Originally launched in 2021 as The Green Match Fund, the initiative was rebranded as Earth Raise in April 2025 to reflect its growing scale and ambition. The inaugural Earth Raise campaign raised £8.1 million for 307 environmental charities, including the Sustainable Food Trust, Rewilding Britain, Friends of the Earth, The Wildlife Trusts, and Surfers Against Sewage. Previous campaigns have received support from Monty Don, Stephen Fry, Ben Goldsmith, Megan McCubbin and Chris Packham.

=== Kind2Mind ===
Big Give's Kind2Mind is an annual match-funding drive in support of charities that address, prevent, research, treat and campaign for mental health issues. In the 2024 appeal, £2.4 million was raised for 160 charities, including the Edinburgh Children's Hospital Charity and The Passage.

=== Cut the Crap ===
Big Give has raised £88k for Surfers Against Sewage's Cut the Crap campaign, which lobbies against the pollution of Britain's waterways.

== Emergency appeals ==
Big Give has adapted its match funding model to emergency appeals, which are launched quickly and in co-ordination with the Disasters Emergency Committee to raise money. Emergency Challenge Funds have been launched in response to the 2023 Turkey–Syria earthquake, Typhoon Haiyan in the Philippines, earthquakes in Haiti and Nepal and other international emergencies. In October 2017 £232,446 was raised for Rohingya refugees escaping violence in Myanmar's Rakhine State. The funds were distributed to seven charities working directly with Rohingya refugees, including the British Red Cross and UNICEF UK.

=== Afghanistan Emergency Appeal ===
In August 2021, Big Give match-funded Afghanaid's Afghanistan Crisis Appeal, raising £78,257 to deliver emergency support to families uprooted by regional conflict and famine. Donations helped to provide domestic assistance kits for heating, food preparation and hygiene.

=== COVID-19 response ===
Big Give has raised over £5.5m through various COVID-19 relief campaigns, including £1.36m for the National Emergencies Trust COVID-19 Emergency Appeal, with donations from 1,900 individuals. The appeal funded food and sanitation supplies to support the elderly and vulnerable across the UK. Co-funders included the Julia and Hans Rausing Trust, the Reed family, Reed Foundation and Cazenove Capital (Schroders). In July 2020 The Big Give raised £3.2m for Champions for Children, a joint campaign with The Childhood Trust to match fund 94 charities in support of vulnerable children in London affected by the 2020 COVID-19 pandemic.

In April 2021 Management Today gave its Special Recognition Award to Reed for the firm's COVID-19 relief efforts.
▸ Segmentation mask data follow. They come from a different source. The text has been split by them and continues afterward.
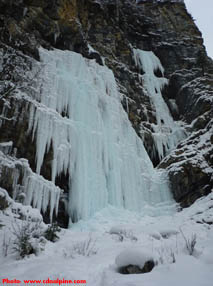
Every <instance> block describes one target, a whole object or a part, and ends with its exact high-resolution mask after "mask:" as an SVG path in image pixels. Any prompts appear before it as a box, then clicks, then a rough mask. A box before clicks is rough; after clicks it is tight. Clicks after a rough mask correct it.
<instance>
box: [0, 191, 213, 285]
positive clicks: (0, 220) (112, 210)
mask: <svg viewBox="0 0 213 286" xmlns="http://www.w3.org/2000/svg"><path fill="white" fill-rule="evenodd" d="M212 209H213V193H211V194H210V195H209V196H208V197H206V198H202V199H200V200H198V201H197V202H196V203H195V204H194V205H192V206H191V207H190V208H188V209H184V210H183V211H182V212H179V213H176V214H174V215H172V216H171V215H170V216H161V217H150V216H145V217H141V216H140V215H139V214H136V213H133V212H129V211H127V210H123V211H118V210H117V209H115V208H113V207H112V208H111V209H109V208H108V209H107V210H106V209H105V210H102V211H101V212H98V213H96V215H95V216H94V217H93V218H92V219H90V220H89V221H85V222H83V221H82V222H79V223H78V224H76V225H75V227H73V228H72V229H69V230H63V231H62V232H61V233H60V237H61V238H60V240H59V241H58V242H56V243H51V242H48V243H47V244H46V247H45V251H43V252H42V253H40V255H39V256H34V255H30V257H28V258H25V259H24V260H15V254H14V253H12V249H10V251H9V254H8V256H7V257H3V256H2V255H1V257H0V279H2V278H9V279H14V278H16V279H20V280H21V281H23V279H37V280H38V279H42V280H43V279H47V278H48V277H49V278H50V279H57V278H59V279H63V278H65V279H72V280H75V279H79V280H86V281H87V283H86V285H87V286H102V285H103V286H115V285H118V286H121V285H122V286H129V285H131V286H141V285H146V286H159V285H164V286H171V285H175V286H179V285H181V286H212V281H213V255H212V254H213V245H212V241H213V227H212V222H213V212H212ZM10 220H11V221H12V220H13V218H12V216H5V215H3V214H2V213H1V214H0V221H1V224H4V223H5V224H6V225H7V226H5V227H2V228H0V238H1V240H0V241H2V237H3V234H4V232H5V231H6V230H7V231H8V227H9V225H10V224H9V221H10ZM207 222H208V223H207ZM210 223H211V224H210ZM112 228H113V229H114V230H113V233H112V232H111V231H110V230H111V229H112ZM180 229H181V231H182V232H183V233H184V235H185V237H186V238H187V239H191V237H192V235H193V234H196V236H197V243H196V245H195V252H194V255H193V256H190V255H189V254H188V253H187V250H186V248H185V240H184V238H183V236H182V234H181V231H180ZM116 232H118V233H121V234H122V236H123V241H121V240H120V239H119V235H117V234H116ZM89 238H91V241H92V243H91V244H89V245H90V246H89V247H88V248H87V250H85V251H84V250H83V249H84V247H83V246H84V245H85V241H87V242H88V239H89ZM11 248H12V247H11ZM88 250H89V251H88ZM124 250H127V251H128V250H134V251H138V253H140V252H144V251H145V252H148V253H151V254H152V255H153V256H154V257H155V259H156V261H157V262H158V265H157V266H155V268H154V269H153V270H152V272H150V273H146V274H136V275H122V274H119V273H117V268H116V264H115V260H116V257H117V256H118V255H119V254H120V253H121V252H122V251H124ZM126 259H128V258H126ZM131 259H133V258H132V257H131ZM174 260H175V261H174ZM21 285H24V283H21ZM55 285H57V284H55ZM64 285H65V284H64ZM79 285H85V284H79Z"/></svg>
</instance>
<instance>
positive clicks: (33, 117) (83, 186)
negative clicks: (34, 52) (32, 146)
mask: <svg viewBox="0 0 213 286" xmlns="http://www.w3.org/2000/svg"><path fill="white" fill-rule="evenodd" d="M40 58H41V61H42V62H43V65H44V69H43V72H42V77H43V81H42V88H41V94H38V98H37V101H36V102H34V103H33V104H32V105H31V112H30V123H29V129H30V130H33V136H34V137H35V138H36V144H37V153H36V159H37V172H38V173H39V172H40V170H41V166H42V164H43V161H44V155H45V153H46V152H48V150H49V148H50V145H51V144H52V148H53V157H54V158H53V161H52V181H53V183H54V182H55V178H56V176H57V175H59V174H61V173H62V172H64V173H65V174H66V173H68V174H69V178H70V182H69V213H70V217H71V218H72V220H74V221H77V220H79V219H87V218H89V217H91V216H92V215H93V214H94V213H95V212H96V211H98V210H100V209H102V208H104V207H107V206H108V205H109V204H110V205H113V206H116V207H123V208H126V209H129V210H134V211H141V210H142V209H143V207H144V206H145V205H146V204H155V203H159V202H164V201H168V200H171V196H170V193H169V189H168V185H167V182H166V180H163V182H162V181H161V183H160V184H159V180H157V181H156V178H157V177H158V176H159V175H158V174H157V173H156V171H155V170H154V168H153V165H152V162H151V161H150V159H149V157H148V155H147V153H146V150H145V148H144V146H143V143H142V141H141V139H140V138H139V137H138V136H137V135H136V133H135V131H134V129H133V128H132V126H131V123H130V121H129V119H128V116H127V114H126V113H125V111H124V109H123V107H122V104H121V102H120V94H119V92H118V89H117V86H116V81H115V78H114V75H113V73H112V71H111V70H110V69H108V68H107V67H106V66H100V65H98V64H97V63H96V62H95V60H87V59H85V58H83V57H82V56H81V55H80V54H77V53H74V52H70V51H60V50H54V51H47V50H44V49H40ZM156 182H157V183H156ZM162 186H163V187H162Z"/></svg>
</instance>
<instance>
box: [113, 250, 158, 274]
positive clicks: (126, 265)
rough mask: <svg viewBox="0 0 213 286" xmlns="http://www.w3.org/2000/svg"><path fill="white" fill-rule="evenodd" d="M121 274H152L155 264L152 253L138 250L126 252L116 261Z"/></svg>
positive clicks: (117, 258) (133, 250)
mask: <svg viewBox="0 0 213 286" xmlns="http://www.w3.org/2000/svg"><path fill="white" fill-rule="evenodd" d="M115 263H116V265H117V267H118V268H119V272H120V273H121V274H137V273H146V272H150V271H151V270H152V269H153V267H154V265H155V263H154V257H153V255H152V254H150V253H146V252H141V251H138V250H130V249H127V250H124V251H122V252H121V253H120V254H119V255H118V256H117V257H116V259H115Z"/></svg>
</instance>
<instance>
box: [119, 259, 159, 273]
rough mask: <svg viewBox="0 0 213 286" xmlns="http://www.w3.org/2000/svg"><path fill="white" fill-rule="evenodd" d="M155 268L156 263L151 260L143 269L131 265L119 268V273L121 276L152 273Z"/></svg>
mask: <svg viewBox="0 0 213 286" xmlns="http://www.w3.org/2000/svg"><path fill="white" fill-rule="evenodd" d="M154 267H155V263H154V261H153V260H149V261H147V262H146V263H145V264H144V266H143V268H140V267H139V266H137V265H131V264H130V265H127V266H124V267H121V268H119V270H118V272H119V273H121V274H142V273H147V272H151V271H152V269H153V268H154Z"/></svg>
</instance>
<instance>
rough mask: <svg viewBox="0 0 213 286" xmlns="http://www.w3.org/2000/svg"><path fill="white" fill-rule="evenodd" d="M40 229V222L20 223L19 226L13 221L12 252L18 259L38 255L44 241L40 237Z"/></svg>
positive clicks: (12, 225)
mask: <svg viewBox="0 0 213 286" xmlns="http://www.w3.org/2000/svg"><path fill="white" fill-rule="evenodd" d="M42 232H43V231H42V228H41V225H40V222H38V223H33V222H31V221H22V222H21V224H20V223H18V222H17V221H15V223H13V224H12V233H13V235H14V237H15V239H14V240H13V250H14V251H15V252H16V253H17V254H18V256H19V257H20V258H24V257H25V256H28V255H30V254H33V253H34V254H36V255H37V254H38V252H39V251H40V250H42V247H40V245H39V244H40V243H41V244H43V243H44V240H42V239H41V237H42Z"/></svg>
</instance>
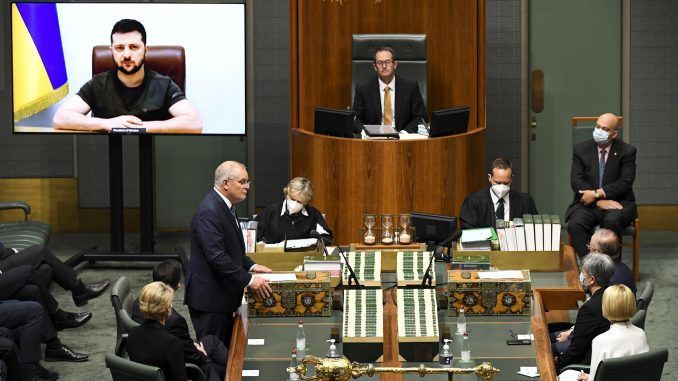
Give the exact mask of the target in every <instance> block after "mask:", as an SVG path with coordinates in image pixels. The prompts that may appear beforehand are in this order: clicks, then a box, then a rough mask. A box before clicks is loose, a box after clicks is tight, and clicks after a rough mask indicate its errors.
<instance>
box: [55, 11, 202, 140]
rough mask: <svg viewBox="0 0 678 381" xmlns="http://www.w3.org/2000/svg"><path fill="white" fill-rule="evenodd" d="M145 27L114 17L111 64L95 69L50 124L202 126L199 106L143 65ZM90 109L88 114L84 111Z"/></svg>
mask: <svg viewBox="0 0 678 381" xmlns="http://www.w3.org/2000/svg"><path fill="white" fill-rule="evenodd" d="M146 50H147V47H146V29H145V28H144V26H143V25H142V24H141V23H140V22H139V21H136V20H130V19H123V20H120V21H118V22H117V23H116V24H115V25H114V26H113V30H112V31H111V52H112V54H113V61H114V62H115V66H116V67H117V69H116V70H111V71H107V72H104V73H99V74H97V75H95V76H94V77H93V78H92V79H91V80H90V81H89V82H87V83H85V84H84V85H83V86H82V87H81V88H80V91H78V93H77V94H76V95H75V96H73V97H71V98H70V99H69V100H68V101H66V102H65V103H64V104H63V105H62V106H61V107H60V108H59V110H58V111H57V113H56V114H55V115H54V128H56V129H66V130H85V131H105V132H110V131H111V129H113V128H143V129H145V130H146V132H148V133H184V134H199V133H201V132H202V121H201V119H200V115H199V114H198V111H197V110H196V109H195V108H194V107H193V105H192V104H191V103H190V102H189V101H188V100H187V99H186V96H184V93H183V92H182V91H181V89H180V88H179V86H177V85H176V84H175V83H174V82H172V80H171V79H170V78H169V77H166V76H164V75H161V74H159V73H157V72H155V71H153V70H147V69H146V68H145V66H144V61H145V59H146ZM90 110H91V111H92V117H91V118H89V117H87V113H89V112H90Z"/></svg>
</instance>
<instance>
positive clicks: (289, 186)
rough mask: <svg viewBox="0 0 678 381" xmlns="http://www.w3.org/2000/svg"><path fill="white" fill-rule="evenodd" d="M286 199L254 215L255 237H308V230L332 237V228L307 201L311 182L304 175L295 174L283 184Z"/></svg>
mask: <svg viewBox="0 0 678 381" xmlns="http://www.w3.org/2000/svg"><path fill="white" fill-rule="evenodd" d="M283 193H284V194H285V199H284V200H283V201H282V202H278V203H275V204H273V205H269V206H267V207H266V209H264V211H263V212H262V213H261V214H260V215H259V216H257V221H259V226H257V241H264V242H266V243H278V242H282V241H284V240H285V239H299V238H310V234H311V230H315V231H317V232H318V233H320V234H321V235H322V236H323V237H324V238H326V239H327V240H328V241H330V242H331V241H332V240H333V239H334V237H333V236H332V231H331V230H330V228H329V227H328V226H327V222H325V218H324V217H323V215H322V213H321V212H320V211H319V210H318V209H316V208H314V207H312V206H310V205H309V203H310V202H311V200H313V184H311V181H310V180H309V179H307V178H305V177H295V178H293V179H292V180H290V182H289V183H287V185H286V186H285V188H283Z"/></svg>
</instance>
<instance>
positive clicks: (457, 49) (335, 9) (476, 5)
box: [290, 0, 485, 131]
mask: <svg viewBox="0 0 678 381" xmlns="http://www.w3.org/2000/svg"><path fill="white" fill-rule="evenodd" d="M290 8H291V9H290V24H291V27H290V40H291V50H290V54H291V70H292V73H291V76H290V79H291V82H292V84H291V89H292V100H291V104H292V116H291V118H292V127H293V128H294V127H299V128H302V129H305V130H309V131H312V130H313V108H314V107H333V108H342V109H344V108H346V107H347V106H350V98H351V88H350V87H351V35H352V34H355V33H424V34H426V35H427V36H428V70H429V79H428V88H429V90H428V91H429V93H428V100H429V101H428V102H429V104H428V105H427V110H428V112H429V113H430V112H431V110H437V109H442V108H447V107H451V106H453V105H470V106H471V109H472V113H471V119H470V121H469V125H470V127H471V128H475V127H477V126H484V125H485V37H484V33H485V6H484V0H454V1H451V0H424V1H419V0H384V1H382V2H380V3H375V2H374V1H370V0H365V1H358V0H349V1H344V2H343V4H339V3H338V2H330V1H321V0H291V1H290ZM396 54H397V52H396Z"/></svg>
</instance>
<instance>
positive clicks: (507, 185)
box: [492, 184, 511, 198]
mask: <svg viewBox="0 0 678 381" xmlns="http://www.w3.org/2000/svg"><path fill="white" fill-rule="evenodd" d="M510 190H511V186H510V185H505V184H494V185H492V193H494V194H495V195H496V196H497V197H499V198H504V196H506V194H507V193H508V192H509V191H510Z"/></svg>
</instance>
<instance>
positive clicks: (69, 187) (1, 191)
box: [0, 178, 139, 233]
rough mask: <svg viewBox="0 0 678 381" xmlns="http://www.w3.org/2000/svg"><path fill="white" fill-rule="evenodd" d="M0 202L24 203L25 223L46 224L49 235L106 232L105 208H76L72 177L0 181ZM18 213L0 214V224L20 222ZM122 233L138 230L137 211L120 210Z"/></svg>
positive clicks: (76, 199) (76, 186) (108, 219)
mask: <svg viewBox="0 0 678 381" xmlns="http://www.w3.org/2000/svg"><path fill="white" fill-rule="evenodd" d="M0 201H25V202H27V203H28V204H29V205H30V206H31V214H29V215H28V219H29V220H37V221H44V222H47V223H48V224H50V226H51V227H52V232H53V233H57V232H60V233H75V232H80V233H85V232H87V233H104V232H108V231H109V230H110V228H109V225H110V224H109V221H110V217H109V216H110V214H109V210H108V208H87V209H81V208H79V207H78V180H77V179H75V178H46V179H39V178H24V179H0ZM23 218H24V214H23V211H21V210H16V211H14V210H8V211H4V210H3V211H0V222H5V221H16V220H23ZM124 219H125V221H124V223H125V232H127V233H135V232H138V231H139V208H126V209H125V211H124Z"/></svg>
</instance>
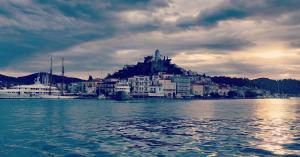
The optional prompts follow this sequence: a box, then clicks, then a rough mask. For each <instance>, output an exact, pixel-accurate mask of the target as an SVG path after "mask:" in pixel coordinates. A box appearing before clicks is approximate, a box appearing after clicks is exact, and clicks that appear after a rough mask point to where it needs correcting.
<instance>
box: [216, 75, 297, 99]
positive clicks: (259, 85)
mask: <svg viewBox="0 0 300 157" xmlns="http://www.w3.org/2000/svg"><path fill="white" fill-rule="evenodd" d="M211 79H212V81H213V82H215V83H218V84H228V85H231V86H238V87H243V86H246V87H257V88H260V89H264V90H268V91H271V92H272V93H277V92H280V93H285V94H290V95H300V81H299V80H293V79H284V80H279V81H276V80H272V79H269V78H258V79H254V80H250V79H248V78H231V77H226V76H215V77H211Z"/></svg>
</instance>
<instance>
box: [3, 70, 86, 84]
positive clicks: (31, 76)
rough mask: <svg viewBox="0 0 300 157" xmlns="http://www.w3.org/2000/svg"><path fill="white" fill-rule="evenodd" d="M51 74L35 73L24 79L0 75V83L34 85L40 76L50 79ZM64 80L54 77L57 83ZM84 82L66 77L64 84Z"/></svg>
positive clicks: (81, 80) (64, 80)
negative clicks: (77, 82)
mask: <svg viewBox="0 0 300 157" xmlns="http://www.w3.org/2000/svg"><path fill="white" fill-rule="evenodd" d="M48 75H49V73H45V72H41V73H34V74H30V75H27V76H22V77H11V76H5V75H1V74H0V82H2V84H33V83H34V82H35V80H36V78H37V77H38V76H40V78H45V77H48ZM61 80H62V76H59V75H52V82H53V83H54V84H55V83H60V82H61ZM81 81H84V80H82V79H79V78H74V77H66V76H65V77H64V82H65V83H72V82H81Z"/></svg>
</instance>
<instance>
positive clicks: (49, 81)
mask: <svg viewBox="0 0 300 157" xmlns="http://www.w3.org/2000/svg"><path fill="white" fill-rule="evenodd" d="M52 64H53V63H52V57H51V63H50V74H49V86H50V87H49V95H51V94H52V93H51V88H52V66H53V65H52Z"/></svg>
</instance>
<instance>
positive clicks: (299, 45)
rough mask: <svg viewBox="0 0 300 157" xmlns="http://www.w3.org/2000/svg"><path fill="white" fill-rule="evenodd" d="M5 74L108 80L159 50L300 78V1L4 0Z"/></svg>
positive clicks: (197, 59)
mask: <svg viewBox="0 0 300 157" xmlns="http://www.w3.org/2000/svg"><path fill="white" fill-rule="evenodd" d="M0 6H1V7H0V74H5V75H12V76H22V75H26V74H29V73H33V72H39V71H45V72H46V71H49V65H50V57H51V56H52V57H53V60H54V73H57V74H59V73H60V64H61V57H64V58H65V69H66V75H68V76H75V77H80V78H87V77H88V75H93V76H94V77H104V76H105V75H106V74H107V73H112V72H114V71H116V70H118V69H120V68H122V67H123V66H124V65H125V64H135V63H136V62H138V61H143V57H144V56H148V55H152V54H153V53H154V51H155V50H156V49H159V50H160V51H161V54H162V55H165V56H169V57H171V58H172V62H173V63H176V64H177V65H179V66H181V67H183V68H185V69H188V70H193V71H196V72H199V73H206V74H207V75H225V76H232V77H248V78H259V77H269V78H273V79H287V78H293V79H300V70H299V69H300V10H299V9H298V8H300V1H299V0H251V1H250V0H249V1H248V0H213V1H212V0H192V1H187V0H89V1H86V0H72V1H71V0H51V1H49V0H1V1H0Z"/></svg>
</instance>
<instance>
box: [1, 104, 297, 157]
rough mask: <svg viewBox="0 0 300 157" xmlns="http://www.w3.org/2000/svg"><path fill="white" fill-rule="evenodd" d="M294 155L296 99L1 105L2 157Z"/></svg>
mask: <svg viewBox="0 0 300 157" xmlns="http://www.w3.org/2000/svg"><path fill="white" fill-rule="evenodd" d="M297 155H300V99H297V98H291V99H251V100H181V101H178V100H177V101H176V100H159V99H148V100H130V101H121V102H118V101H113V100H0V156H1V157H27V156H28V157H35V156H36V157H47V156H50V157H56V156H66V157H81V156H88V157H90V156H297Z"/></svg>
=== DEC Ukraine Humanitarian Appeal ===
Following the 2022 Russian invasion of Ukraine, The Big Give raised over £3.67m for the Disasters Emergency Committee Ukraine Humanitarian Appeal, helping DEC charities and their local partners provide food, water, health assistance, protection and trauma care within Ukraine and neighbouring countries.

=== Grenfell Tower fire ===
The charity raised over £2.6m in an online match funding campaign for those affected by the Grenfell Tower fire. The appeal raised £1 million in the first 48 hours and £2m a week later. In total the appeal raised £2,612,646. The Charity reported funding from the Reed Foundation, The Cadogan Estate, Julia and Hans Rausing and The Bjorgolfsson Family among others.

== Other activities ==
===Philanthropy in Schools===
The Big Give's 'Philanthropy in Schools' programme seeks to encourage the next generation of philanthropists by promoting research into charities and charitable donations. Participating schools partner with a sponsor who funds Big Give vouchers which students donate to their chosen charities. Students compete to make the best presentation on their preferred charities; the winning team receives an additional donation to its chosen charity.

===The Big Give Trustee Finder===
The Big Give Trustee Finder advertises vacancies for charitable trusts, organised by skill, interest and location. In 2013 the service was extended to feature vacancies on the Reed website for six weeks.

===The Big Advice Column===
In 2012 The Big Give introduced an online advice column, The Big Advice Column, where a team of experts answer questions posed by charities.